Huginn Hears is a Python application designed to transcribe speech and summarize it in Norwegian. It is meant to be used locally and ran on a single machine. The application is built using the Streamlit framework for the user interface, Faster-Whisper for speech-to-text transcription, llmlingua-2 for compressing the transcribed text and llama-ccp-python for summarization. The main goal is to allow useres with little technical knowledge to test and try out STOA models locally on their computer. Taking advatage of the amazing open source projects out there and bundel it all into a simple installer.
- Transcribes speech into text.
- Summarizes the transcribed text.
- Supports both English and Norwegian languages.
Demo.HuginnHears.mp4
This project uses Poetry for dependency management. Before installing the project dependencies, it's essential to set up certain environment variables required by llama-ccp-python.
llama-cpp-python
requires specific environment variables to be set up in your system to function correctly. Follow the instructions in their repo to get the correct variables for your system. https://github.com/abetlen/llama-cpp-python
Examples
# Linux and Mac
CMAKE_ARGS="-DLLAMA_BLAS=ON -DLLAMA_BLAS_VENDOR=OpenBLAS"
# Windows
$env:CMAKE_ARGS = "-DLLAMA_BLAS=ON -DLLAMA_BLAS_VENDOR=OpenBLAS"

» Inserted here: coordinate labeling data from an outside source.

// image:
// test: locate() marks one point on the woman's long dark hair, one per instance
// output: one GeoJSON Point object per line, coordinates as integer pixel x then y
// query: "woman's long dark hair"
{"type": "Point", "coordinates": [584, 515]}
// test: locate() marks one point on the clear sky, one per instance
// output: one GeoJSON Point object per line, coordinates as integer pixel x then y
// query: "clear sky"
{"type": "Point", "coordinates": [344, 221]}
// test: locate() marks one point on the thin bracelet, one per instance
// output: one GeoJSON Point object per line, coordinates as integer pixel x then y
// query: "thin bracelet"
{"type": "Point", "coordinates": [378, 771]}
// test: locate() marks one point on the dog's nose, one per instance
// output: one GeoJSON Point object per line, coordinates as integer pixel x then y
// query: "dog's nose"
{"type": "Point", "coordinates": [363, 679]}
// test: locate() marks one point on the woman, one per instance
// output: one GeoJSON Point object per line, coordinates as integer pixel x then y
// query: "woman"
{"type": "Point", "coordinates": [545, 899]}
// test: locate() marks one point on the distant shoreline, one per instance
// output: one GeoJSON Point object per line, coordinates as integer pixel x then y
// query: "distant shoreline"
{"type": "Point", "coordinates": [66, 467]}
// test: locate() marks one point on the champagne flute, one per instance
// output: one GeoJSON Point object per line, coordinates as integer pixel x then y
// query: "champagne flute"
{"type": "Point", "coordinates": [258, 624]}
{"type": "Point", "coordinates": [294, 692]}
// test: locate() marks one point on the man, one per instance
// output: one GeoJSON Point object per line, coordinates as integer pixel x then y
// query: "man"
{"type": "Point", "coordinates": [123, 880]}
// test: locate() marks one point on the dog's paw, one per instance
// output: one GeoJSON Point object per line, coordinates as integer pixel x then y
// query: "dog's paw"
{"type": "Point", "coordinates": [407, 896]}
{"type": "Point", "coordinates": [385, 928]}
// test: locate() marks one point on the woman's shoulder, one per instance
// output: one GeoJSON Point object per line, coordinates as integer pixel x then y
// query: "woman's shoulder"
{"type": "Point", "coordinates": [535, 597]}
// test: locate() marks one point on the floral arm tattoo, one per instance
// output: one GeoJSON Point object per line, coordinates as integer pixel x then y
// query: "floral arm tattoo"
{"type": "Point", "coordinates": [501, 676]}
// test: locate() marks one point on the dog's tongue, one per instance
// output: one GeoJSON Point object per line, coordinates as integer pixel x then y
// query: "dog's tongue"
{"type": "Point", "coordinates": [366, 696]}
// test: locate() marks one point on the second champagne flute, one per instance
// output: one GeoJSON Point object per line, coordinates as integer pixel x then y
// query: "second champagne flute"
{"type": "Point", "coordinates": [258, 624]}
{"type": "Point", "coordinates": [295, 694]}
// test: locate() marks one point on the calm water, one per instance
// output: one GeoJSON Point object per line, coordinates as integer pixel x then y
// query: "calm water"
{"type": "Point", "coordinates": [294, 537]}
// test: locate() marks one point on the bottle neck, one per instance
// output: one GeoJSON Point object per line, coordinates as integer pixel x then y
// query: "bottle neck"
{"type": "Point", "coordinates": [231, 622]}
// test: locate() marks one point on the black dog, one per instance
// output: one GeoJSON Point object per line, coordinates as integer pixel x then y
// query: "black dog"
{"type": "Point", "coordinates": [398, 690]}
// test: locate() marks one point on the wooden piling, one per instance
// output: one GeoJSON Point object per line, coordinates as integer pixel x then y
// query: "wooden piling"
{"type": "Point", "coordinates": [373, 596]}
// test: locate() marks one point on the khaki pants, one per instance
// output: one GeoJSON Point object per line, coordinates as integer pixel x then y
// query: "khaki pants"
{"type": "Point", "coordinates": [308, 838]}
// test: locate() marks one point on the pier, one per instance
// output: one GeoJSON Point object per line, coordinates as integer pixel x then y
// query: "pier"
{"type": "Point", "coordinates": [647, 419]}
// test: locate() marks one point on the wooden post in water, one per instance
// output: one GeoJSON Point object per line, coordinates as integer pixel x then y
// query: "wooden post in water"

Soulutions from llama-cpp-python
Error: Can't find 'nmake' or 'CMAKE_C_COMPILER'
If you run into issues where it complains it can't find 'nmake'
'?'
or CMAKE_C_COMPILER, you can extract w64devkit as mentioned in llama.cpp repo and add those manually to CMAKE_ARGS before running pip
install:
$env:CMAKE_GENERATOR = "MinGW Makefiles"
$env:CMAKE_ARGS = "-DLLAMA_OPENBLAS=on -DCMAKE_C_COMPILER=C:/w64devkit/bin/gcc.exe -DCMAKE_CXX_COMPILER=C:/w64devkit/bin/g++.exe"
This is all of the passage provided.